The diatoms are microscopic algae that can be found in any aquatic environment. When someone is drowning, water also draws on inspiration these small algae. However, these algae are not there due to breathing efforts occur tears of pulmonary capillaries that allow its passage through the blood. And from there, will be sent to different regions of the human body (liver, kidney, etc.).. In a cadaver that had been thrown into the water after they died, it could diatoms in the lungs, the water travels passively to them. But they do not become blood because no harm would have occurred in the pulmonary capillaries.

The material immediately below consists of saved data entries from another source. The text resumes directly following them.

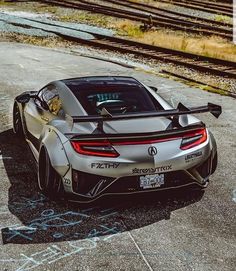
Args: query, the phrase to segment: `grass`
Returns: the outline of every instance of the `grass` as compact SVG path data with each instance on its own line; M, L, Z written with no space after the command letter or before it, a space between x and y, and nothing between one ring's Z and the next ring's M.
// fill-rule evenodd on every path
M217 14L214 16L214 20L221 23L233 24L233 18L225 15Z
M144 32L140 30L140 25L129 20L113 22L110 27L115 29L120 36L140 39L144 36Z
M119 35L139 42L236 62L236 45L217 36L188 36L183 32L167 30L142 32L140 24L129 20L110 26L117 29Z
M62 38L57 37L37 37L37 36L28 36L23 34L15 33L3 33L0 32L0 42L1 41L13 41L20 43L27 43L38 46L45 46L49 48L55 47L70 47L73 45L72 42L63 40Z
M228 92L226 92L225 90L223 89L217 89L217 88L214 88L212 86L208 86L208 85L199 85L198 84L198 87L202 90L205 90L207 92L211 92L211 93L217 93L217 94L220 94L220 95L228 95Z
M109 22L111 19L113 19L109 16L90 13L87 11L66 11L64 13L58 14L58 18L64 22L80 22L100 27L109 27Z
M157 7L157 8L168 8L171 3L162 3L160 2L156 2L155 0L132 0L132 2L136 2L136 3L141 3L141 4L148 4L150 6L153 7Z
M13 6L13 3L5 2L4 0L0 0L0 7L1 6Z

The search for diatoms is very useful when several days have passed since the death of the person and the foam in the airways is gone. And also to put the initial location of drowning, as the currents can change the location of the corpse. With the analysis of the type of diatoms containing the body can be compared with those who are in the initial place and see if they match.

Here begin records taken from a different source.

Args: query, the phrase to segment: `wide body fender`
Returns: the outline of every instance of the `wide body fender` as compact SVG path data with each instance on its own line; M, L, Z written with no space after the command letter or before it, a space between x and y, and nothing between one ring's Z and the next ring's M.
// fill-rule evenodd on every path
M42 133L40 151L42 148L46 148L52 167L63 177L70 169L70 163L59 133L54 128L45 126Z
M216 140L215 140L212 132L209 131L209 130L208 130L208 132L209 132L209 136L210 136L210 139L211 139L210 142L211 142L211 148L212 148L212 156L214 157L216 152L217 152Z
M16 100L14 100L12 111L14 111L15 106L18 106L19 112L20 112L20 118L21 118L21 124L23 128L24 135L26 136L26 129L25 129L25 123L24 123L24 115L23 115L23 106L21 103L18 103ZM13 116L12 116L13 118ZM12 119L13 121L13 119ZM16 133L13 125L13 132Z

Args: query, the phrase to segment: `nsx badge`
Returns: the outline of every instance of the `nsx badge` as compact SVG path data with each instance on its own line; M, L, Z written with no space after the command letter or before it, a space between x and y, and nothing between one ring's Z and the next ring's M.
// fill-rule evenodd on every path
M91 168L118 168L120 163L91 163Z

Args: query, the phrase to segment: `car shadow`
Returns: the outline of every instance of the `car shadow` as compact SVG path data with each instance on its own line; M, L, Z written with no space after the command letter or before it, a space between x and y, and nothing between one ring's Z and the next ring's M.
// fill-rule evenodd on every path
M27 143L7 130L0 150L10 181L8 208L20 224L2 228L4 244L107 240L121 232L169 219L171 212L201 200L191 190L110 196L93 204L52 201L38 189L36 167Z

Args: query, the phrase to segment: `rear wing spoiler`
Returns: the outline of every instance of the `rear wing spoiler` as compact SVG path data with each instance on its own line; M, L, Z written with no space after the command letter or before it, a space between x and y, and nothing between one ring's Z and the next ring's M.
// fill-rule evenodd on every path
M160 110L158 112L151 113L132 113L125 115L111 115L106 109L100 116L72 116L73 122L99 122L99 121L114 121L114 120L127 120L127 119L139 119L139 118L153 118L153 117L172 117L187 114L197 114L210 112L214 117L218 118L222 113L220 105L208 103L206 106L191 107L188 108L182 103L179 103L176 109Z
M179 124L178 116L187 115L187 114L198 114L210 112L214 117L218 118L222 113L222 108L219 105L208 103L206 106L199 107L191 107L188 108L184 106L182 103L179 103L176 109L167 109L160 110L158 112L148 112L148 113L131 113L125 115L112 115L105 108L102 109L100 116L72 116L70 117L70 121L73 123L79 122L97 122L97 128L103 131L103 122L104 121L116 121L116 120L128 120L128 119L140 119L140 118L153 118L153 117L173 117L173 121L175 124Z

3 - Signs on the specific cardiac Lung

In fact, when doing an autopsy is complete. But here I refer only to the lung because it is the body that provides more data on a possible death by drowning.In addition to the capillary ruptures mentioned earlier respiratory efforts, we also find the breakdown of walls between the alveoli and bloodshed in the thickness of the lung.The lungs often contain more blood in their vessels which are normally (hyperemia) and there is accumulation of fluid in the lung (edema) and destruction of air spaces, such as the alveoli and bronchioles terminales.
With all that already have the Basic Pack Morbid-CSI to drown. Of course, those involved in professional forensic science students many more factors besides these three. But I have mentioned are a summary of the most indicative signs and the sign of the foam is one that anyone can check (another thing is you have to do the cold-blooded, of course).